…and life goes on

I recently had a job interview in the community I worked in 30 years ago. I wanted to make sure I got there on time. So I walk past all the Crackheads and Heroin addicts and panhandlers who line the sidewalks of what NYC’s mayor and the City Council claim is going to be the next great NYC community, downtown Jamaica Queens. The property values in the Community have skyrocketed recently , so I guess many people believe them. I board an LIRR train bound for Atlantic Terminal. I get my iPhone ready to take photos of the sites the train passes. As the train departs Jamaica station, it goes underground. Sadly, no sites to be filmed . Two stops brings me to one of the most dangerous communities in NYC when I worked there nearly 30 years ago. I’m an hour early so I figured I’d grab a coffee from one of the sidewalk carts and look at the graffiti. Nobody’s around. I get to Fulton where no sidewalk carts are to be found. All the stores that used to open at 9 am are gone, replaced by boutique restaurants that only serve dinner. Young white women on bicycles are the only people around all wearing helmets. A block away the armory is all clean and polished looking more like a museum than the men’s shelter it actually is.
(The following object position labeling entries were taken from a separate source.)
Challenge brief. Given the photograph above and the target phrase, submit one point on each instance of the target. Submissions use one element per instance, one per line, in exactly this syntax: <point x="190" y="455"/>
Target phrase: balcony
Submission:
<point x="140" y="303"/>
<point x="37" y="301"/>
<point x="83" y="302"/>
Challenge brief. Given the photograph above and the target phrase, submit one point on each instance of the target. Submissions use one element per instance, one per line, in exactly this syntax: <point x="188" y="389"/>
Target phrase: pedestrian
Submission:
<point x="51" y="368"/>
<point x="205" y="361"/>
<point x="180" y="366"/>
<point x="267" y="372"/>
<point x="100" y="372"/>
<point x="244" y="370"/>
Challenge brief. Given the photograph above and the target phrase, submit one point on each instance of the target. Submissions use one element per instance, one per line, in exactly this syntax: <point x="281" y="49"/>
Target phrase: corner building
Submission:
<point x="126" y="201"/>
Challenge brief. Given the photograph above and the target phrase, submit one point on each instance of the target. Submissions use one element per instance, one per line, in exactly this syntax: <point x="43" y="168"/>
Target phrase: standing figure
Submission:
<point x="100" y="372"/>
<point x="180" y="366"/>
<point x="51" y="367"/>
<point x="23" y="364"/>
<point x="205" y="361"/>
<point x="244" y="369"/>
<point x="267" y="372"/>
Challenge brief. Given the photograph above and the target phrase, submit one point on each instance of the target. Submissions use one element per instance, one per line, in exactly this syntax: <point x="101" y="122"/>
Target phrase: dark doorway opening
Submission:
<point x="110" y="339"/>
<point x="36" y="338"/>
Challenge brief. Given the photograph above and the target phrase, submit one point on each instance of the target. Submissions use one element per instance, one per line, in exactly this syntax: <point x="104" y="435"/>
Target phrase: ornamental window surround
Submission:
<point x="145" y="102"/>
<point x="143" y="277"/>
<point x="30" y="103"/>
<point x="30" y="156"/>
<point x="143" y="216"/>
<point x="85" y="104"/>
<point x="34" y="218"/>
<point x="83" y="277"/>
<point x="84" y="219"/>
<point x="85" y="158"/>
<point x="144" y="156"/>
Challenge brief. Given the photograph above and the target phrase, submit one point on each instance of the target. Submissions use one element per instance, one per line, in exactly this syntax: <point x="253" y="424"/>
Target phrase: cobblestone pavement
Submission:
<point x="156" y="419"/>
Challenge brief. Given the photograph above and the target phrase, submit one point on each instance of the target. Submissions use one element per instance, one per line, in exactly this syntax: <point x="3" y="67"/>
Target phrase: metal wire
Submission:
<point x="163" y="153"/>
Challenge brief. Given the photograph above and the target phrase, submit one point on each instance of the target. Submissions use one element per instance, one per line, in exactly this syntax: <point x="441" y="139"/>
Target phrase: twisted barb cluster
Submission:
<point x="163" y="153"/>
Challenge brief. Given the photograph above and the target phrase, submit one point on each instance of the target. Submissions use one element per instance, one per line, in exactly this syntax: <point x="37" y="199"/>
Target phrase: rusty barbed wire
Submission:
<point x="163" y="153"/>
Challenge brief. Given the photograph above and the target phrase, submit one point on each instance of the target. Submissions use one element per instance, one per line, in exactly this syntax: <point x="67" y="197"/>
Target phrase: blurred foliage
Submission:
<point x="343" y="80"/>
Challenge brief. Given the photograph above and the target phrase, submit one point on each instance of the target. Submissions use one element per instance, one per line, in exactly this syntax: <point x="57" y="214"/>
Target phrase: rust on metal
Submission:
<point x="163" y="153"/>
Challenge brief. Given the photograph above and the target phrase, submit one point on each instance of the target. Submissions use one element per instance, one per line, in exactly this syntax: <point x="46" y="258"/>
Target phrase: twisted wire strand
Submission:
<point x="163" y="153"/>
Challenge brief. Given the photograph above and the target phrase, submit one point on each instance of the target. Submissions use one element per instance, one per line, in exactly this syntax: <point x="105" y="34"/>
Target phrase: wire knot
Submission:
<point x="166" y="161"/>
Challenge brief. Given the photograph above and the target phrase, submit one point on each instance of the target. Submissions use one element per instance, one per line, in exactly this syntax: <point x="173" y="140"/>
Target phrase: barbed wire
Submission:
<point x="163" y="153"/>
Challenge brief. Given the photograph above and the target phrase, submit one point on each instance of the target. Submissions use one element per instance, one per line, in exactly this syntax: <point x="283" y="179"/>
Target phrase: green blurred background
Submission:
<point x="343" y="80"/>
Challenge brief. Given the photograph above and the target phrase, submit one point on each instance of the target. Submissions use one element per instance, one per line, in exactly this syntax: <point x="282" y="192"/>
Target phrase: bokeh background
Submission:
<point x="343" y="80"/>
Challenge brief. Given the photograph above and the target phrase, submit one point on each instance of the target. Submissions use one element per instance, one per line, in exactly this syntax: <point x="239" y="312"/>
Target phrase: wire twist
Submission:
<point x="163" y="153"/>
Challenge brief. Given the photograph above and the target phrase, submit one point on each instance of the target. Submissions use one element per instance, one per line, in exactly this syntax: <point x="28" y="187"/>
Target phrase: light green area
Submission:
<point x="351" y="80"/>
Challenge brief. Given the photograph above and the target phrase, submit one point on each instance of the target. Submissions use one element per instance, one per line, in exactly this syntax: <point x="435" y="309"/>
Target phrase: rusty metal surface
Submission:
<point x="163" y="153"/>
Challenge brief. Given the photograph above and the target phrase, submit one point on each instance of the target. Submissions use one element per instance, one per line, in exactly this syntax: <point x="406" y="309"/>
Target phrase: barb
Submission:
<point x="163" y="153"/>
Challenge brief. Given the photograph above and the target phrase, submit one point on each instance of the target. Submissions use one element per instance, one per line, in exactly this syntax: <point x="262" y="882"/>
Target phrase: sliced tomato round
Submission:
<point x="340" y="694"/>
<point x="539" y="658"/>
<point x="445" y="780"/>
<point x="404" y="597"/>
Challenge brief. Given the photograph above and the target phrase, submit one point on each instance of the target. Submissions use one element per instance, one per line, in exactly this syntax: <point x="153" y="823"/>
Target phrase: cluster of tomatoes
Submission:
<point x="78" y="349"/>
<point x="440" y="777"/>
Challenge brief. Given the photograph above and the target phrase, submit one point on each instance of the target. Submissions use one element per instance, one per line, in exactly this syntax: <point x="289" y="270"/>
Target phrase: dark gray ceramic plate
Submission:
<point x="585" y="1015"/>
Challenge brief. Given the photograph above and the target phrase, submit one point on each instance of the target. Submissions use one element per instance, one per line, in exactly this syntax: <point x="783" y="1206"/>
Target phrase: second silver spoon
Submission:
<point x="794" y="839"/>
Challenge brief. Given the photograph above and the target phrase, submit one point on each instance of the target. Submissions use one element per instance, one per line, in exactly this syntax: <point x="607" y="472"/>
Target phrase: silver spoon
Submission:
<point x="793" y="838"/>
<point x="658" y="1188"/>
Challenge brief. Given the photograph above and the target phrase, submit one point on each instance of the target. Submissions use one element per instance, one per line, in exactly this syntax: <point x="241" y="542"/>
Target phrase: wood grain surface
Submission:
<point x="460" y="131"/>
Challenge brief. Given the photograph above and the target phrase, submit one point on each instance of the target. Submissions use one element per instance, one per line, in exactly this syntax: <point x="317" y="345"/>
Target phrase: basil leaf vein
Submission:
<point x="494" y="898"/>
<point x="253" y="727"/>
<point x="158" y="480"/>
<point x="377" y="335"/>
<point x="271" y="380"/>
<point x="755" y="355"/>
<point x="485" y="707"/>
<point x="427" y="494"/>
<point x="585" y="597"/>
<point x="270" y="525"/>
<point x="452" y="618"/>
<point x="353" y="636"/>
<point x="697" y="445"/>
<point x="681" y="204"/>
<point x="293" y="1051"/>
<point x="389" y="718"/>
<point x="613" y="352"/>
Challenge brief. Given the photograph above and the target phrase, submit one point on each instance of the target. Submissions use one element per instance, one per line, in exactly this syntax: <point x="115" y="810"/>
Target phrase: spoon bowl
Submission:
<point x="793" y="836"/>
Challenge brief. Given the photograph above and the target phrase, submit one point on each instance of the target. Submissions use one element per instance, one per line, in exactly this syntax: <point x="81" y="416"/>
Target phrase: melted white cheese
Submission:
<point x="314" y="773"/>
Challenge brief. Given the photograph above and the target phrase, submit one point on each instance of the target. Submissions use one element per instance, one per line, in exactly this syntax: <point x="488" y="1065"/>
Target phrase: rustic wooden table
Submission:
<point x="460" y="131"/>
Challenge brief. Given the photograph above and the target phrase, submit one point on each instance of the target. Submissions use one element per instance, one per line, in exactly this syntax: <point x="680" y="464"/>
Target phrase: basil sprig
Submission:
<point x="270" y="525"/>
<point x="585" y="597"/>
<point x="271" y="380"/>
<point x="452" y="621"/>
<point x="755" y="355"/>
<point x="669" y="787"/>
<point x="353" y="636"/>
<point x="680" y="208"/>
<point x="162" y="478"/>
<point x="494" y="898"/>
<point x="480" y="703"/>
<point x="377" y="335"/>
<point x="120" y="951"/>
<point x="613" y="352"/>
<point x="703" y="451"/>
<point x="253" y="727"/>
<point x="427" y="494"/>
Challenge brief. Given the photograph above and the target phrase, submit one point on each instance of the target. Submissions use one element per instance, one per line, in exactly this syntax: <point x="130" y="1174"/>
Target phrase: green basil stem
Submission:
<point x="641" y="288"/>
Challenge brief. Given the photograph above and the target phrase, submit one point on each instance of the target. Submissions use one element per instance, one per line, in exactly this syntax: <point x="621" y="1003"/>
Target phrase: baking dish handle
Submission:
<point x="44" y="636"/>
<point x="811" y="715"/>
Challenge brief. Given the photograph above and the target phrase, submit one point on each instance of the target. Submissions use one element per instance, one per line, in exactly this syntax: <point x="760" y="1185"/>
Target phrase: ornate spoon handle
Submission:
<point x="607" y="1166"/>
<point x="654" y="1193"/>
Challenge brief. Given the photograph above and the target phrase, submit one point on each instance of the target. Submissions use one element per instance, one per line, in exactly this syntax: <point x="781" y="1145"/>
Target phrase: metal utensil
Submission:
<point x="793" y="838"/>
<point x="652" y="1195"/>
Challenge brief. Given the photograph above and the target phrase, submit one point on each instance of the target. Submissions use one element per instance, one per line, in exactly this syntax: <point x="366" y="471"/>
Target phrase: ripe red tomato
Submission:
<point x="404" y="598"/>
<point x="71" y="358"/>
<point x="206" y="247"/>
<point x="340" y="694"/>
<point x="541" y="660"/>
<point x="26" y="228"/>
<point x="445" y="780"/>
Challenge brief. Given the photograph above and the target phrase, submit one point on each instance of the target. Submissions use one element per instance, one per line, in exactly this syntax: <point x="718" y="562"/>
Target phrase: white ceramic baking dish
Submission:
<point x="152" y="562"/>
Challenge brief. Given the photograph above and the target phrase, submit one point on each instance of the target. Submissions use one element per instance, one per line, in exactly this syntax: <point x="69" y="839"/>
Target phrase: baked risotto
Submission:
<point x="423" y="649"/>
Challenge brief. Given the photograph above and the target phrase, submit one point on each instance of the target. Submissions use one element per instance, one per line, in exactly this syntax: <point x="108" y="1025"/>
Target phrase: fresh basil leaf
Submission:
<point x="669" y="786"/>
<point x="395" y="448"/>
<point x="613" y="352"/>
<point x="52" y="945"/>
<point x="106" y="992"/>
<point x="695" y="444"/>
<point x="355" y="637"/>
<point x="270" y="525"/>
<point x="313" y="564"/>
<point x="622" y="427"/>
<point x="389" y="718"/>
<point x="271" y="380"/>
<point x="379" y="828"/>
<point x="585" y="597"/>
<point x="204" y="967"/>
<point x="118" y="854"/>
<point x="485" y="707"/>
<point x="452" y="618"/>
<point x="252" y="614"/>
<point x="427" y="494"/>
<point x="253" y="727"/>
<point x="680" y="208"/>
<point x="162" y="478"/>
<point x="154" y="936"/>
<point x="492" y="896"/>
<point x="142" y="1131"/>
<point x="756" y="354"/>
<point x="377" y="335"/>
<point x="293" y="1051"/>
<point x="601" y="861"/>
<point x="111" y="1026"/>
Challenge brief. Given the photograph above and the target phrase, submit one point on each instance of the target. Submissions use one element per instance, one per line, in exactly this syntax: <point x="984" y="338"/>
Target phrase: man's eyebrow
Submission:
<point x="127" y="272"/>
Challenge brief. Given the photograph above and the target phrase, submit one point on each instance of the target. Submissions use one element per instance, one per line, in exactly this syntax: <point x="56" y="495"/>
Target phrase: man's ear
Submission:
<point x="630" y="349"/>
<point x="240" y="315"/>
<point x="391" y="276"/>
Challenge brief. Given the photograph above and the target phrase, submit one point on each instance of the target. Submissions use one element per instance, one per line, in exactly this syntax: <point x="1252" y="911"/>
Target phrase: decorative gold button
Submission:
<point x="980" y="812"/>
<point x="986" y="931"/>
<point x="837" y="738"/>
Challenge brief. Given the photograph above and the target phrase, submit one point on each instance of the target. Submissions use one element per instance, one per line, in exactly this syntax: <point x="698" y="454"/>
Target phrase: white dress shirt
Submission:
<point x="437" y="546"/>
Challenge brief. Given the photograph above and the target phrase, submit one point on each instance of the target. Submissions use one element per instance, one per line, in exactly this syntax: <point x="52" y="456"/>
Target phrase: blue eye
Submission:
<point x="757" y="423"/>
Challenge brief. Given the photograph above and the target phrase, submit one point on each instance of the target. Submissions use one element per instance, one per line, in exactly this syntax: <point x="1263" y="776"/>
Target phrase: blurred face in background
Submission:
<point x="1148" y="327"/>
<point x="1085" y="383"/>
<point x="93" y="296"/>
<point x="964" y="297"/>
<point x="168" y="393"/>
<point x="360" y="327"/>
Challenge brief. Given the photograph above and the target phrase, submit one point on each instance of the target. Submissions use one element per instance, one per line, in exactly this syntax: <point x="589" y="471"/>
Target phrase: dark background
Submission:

A panhandler appears out of nowhere and at the same moment an NYPD vehicle appears and whisks the panhandler away. I desperately search for street art but
find none. Finally, I come upon sidewalk art and bus art but both are commercial and not the “spur of the moment” works of art that speak to me. I find Restoration Plaza. 30 years ago, Restoration Plaza was a recent State Of The Art construction. Now it’s out of place, a deteriorated shell that houses a post office. Bizarrely, Applebee’s anchors one corner. I get to my destination and enter the building which is new State of The Art. A moment later a woman from my past walks down the stairs. Amazingly, I remember her  name and she remembers my name . Her name is Muslim and 30 years ago it didn’t matter but today is different. We yell each other’s names and embrace!  She hasn’t aged. I suddenly realize the building I’m in houses the new offices of my previous employer from 30 years ago. …and life goes on.